[CRIU] stray unix socket not dumped by the diag module?

Tycho Andersen tycho.andersen at canonical.com
Thu Jul 14 14:00:30 PDT 2016


On Thu, Jul 14, 2016 at 08:31:50AM -0600, Tycho Andersen wrote:
> On Thu, Jul 14, 2016 at 02:00:32PM +0300, Pavel Emelyanov wrote:
> > On 07/13/2016 05:53 PM, Tycho Andersen wrote:
> > > On Wed, Jul 13, 2016 at 04:53:53PM +0300, Pavel Emelyanov wrote:
> > >> On 07/13/2016 01:42 AM, Tycho Andersen wrote:
> > >>> Hi guys,
> > >>>
> > >>> I'm getting a,
> > >>>
> > >>> (00.155898) Error (sk-unix.c:294): sk unix: Unix socket 0x5674 not found
> > >>>
> > >>> very rarely when dumping containers. This looks to be some kind of
> > >>> unix socket that systemd has open, full log here:
> > >>>
> > >>> http://paste.ubuntu.com/19219914/
> > >>>
> > >>> but somehow, this socket didn't get dumped in collect_sockets(). I
> > >>> looked through the kernel code, but it's not obvious to me why a
> > >>> socket would be missing. Any ideas where to start digging?
> > >>
> > >> I guess it's the same issue as for TCP sockets -- only bind()-ed or auto-bound
> > >> sockets get into the list reported by the kernel.
> > > 
> > > I see, because they're not in the unix_socket_table I suppose. It
> > > looks like maybe we can get info on these sockets from the diag module
> > > by doing a specific request for them based on their inode number; is
> > > that the right approach?
> > 
> > Nope, the per-socket diag works on the same hash table :( We've met this
> > with TCP sockets already, see the gen_uncon_sk() function in criu/sk-inet.c,
> > I guess we need smth similar for unix sockets.
> 
> Thanks, I missed that.
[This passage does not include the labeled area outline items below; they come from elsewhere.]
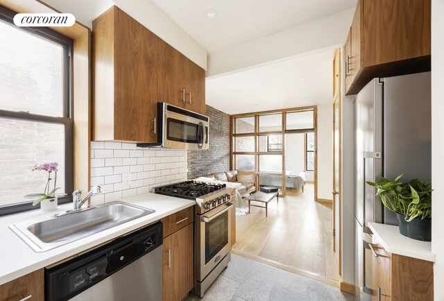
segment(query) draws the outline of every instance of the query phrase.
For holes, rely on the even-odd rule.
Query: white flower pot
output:
[[[46,198],[40,202],[40,210],[44,212],[57,210],[57,197]]]

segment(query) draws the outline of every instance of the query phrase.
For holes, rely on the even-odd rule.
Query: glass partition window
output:
[[[305,150],[307,152],[305,160],[305,170],[314,171],[314,132],[305,134]]]
[[[24,196],[44,191],[48,173],[35,164],[58,164],[57,193],[67,194],[59,203],[70,201],[73,185],[72,40],[17,27],[14,15],[0,9],[0,215],[38,208]]]
[[[314,112],[300,111],[287,113],[285,130],[307,130],[314,128]]]
[[[259,155],[259,171],[268,173],[282,172],[282,155]]]
[[[243,117],[235,119],[235,134],[245,134],[255,132],[255,117]]]
[[[255,170],[254,155],[234,155],[236,169],[239,171]]]
[[[280,132],[282,130],[282,114],[261,115],[259,117],[259,131]]]
[[[234,151],[255,152],[255,137],[241,136],[234,137]]]

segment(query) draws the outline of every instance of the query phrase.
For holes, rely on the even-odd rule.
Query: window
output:
[[[305,170],[314,171],[314,132],[305,133]]]
[[[35,164],[58,163],[59,203],[73,189],[72,40],[17,27],[15,15],[0,6],[0,215],[34,208],[24,196],[43,192],[47,176]]]
[[[282,152],[282,135],[269,135],[266,137],[266,151],[267,152]]]

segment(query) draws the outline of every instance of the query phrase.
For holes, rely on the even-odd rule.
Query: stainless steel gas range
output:
[[[192,180],[154,188],[155,194],[196,200],[194,290],[201,298],[231,258],[232,190]]]

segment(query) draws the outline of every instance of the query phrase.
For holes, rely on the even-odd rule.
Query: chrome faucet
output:
[[[72,204],[73,204],[73,211],[80,210],[80,207],[85,204],[85,203],[88,200],[89,198],[91,198],[94,194],[100,194],[102,192],[102,187],[100,186],[94,186],[92,189],[88,192],[83,200],[81,200],[82,191],[85,189],[77,189],[72,193]]]

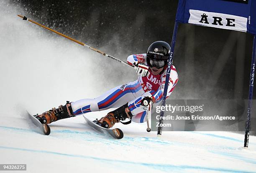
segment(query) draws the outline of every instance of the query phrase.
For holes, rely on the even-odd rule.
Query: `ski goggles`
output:
[[[150,59],[149,60],[149,66],[151,67],[156,67],[159,69],[164,67],[165,65],[166,61],[155,61]]]

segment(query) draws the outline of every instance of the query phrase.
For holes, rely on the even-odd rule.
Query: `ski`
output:
[[[107,133],[110,134],[111,136],[115,139],[120,139],[123,137],[123,133],[120,129],[118,128],[115,129],[106,129],[97,125],[95,122],[91,121],[88,118],[86,118],[84,115],[84,118],[85,120],[86,123],[91,126],[92,128],[96,130],[101,133]]]
[[[51,129],[49,126],[46,124],[42,124],[37,118],[37,115],[32,115],[27,111],[29,118],[32,120],[33,123],[40,130],[40,131],[45,135],[49,135],[51,132]]]

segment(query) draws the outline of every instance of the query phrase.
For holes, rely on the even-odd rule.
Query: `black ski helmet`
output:
[[[150,60],[154,61],[164,61],[164,64],[170,56],[171,47],[169,44],[165,41],[157,41],[154,42],[149,46],[147,52],[147,64],[152,66]],[[159,68],[160,69],[160,68]]]

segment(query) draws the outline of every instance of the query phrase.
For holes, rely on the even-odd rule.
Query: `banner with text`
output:
[[[256,34],[256,1],[179,0],[176,20]]]

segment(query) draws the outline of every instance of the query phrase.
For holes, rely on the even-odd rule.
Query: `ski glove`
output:
[[[137,74],[142,77],[148,76],[148,67],[144,64],[138,63],[134,66]]]
[[[141,100],[140,105],[141,107],[144,110],[149,111],[151,109],[150,102],[152,101],[153,99],[152,98],[148,97],[145,97]]]

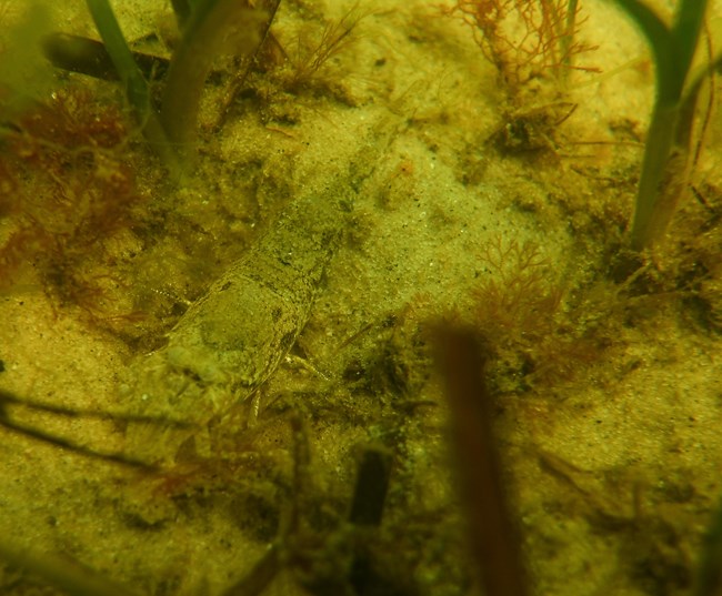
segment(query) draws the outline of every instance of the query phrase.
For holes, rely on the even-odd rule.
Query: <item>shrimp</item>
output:
[[[371,141],[379,147],[377,135]],[[129,366],[120,388],[123,410],[136,417],[169,421],[162,428],[152,422],[129,422],[129,457],[172,463],[183,443],[253,396],[274,373],[309,319],[339,243],[344,211],[375,166],[368,159],[368,143],[362,145],[349,175],[293,201],[190,306],[168,343]],[[195,441],[197,447],[201,441]]]

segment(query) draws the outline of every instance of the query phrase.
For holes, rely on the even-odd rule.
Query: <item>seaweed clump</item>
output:
[[[495,239],[481,261],[487,275],[473,291],[472,316],[488,343],[495,388],[529,391],[571,378],[581,364],[599,360],[609,345],[601,322],[610,304],[595,306],[592,293],[572,300],[533,243]]]
[[[79,305],[94,321],[130,315],[111,266],[113,241],[142,204],[128,134],[120,109],[78,87],[2,125],[0,291],[39,282],[53,304]]]

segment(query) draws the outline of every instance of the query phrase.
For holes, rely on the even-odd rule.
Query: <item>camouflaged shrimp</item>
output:
[[[338,243],[341,202],[337,195],[291,203],[190,306],[167,345],[129,367],[121,396],[130,414],[167,417],[194,428],[131,422],[129,456],[172,459],[185,440],[250,397],[275,371],[309,317]]]
[[[374,166],[368,149],[351,161],[350,175],[293,201],[190,306],[167,345],[129,366],[120,391],[123,411],[169,424],[129,422],[128,457],[172,462],[185,441],[199,437],[202,428],[251,397],[273,374],[305,325],[357,183]],[[192,428],[181,431],[172,422]]]

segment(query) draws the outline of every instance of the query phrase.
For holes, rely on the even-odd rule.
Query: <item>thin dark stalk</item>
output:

I'll have a look at gen_uncon_sk and see what
> we can do for unix sockets.

So I just started playing around with this (viz. the attached test),
and it passes. I think that's because all unix sockets are actually
added to unix_socket_table in create_unix1:

        unix_insert_socket(unix_sockets_unbound(sk), sk);

Which makes me think that they should always be in there, except for
when they get removed. As near as I can tell, unix_release_sock() is
the only thing that removes them, right at the beginning of the
function.

Is it possible that this is a kernel bug? If the socket is being
released somehow, but the kernel hits the freezer in
unix_release_sock() after they are released at the beginning of the
function? I don't see any obvious place where it would freeze, but
this is the only way I can explain it.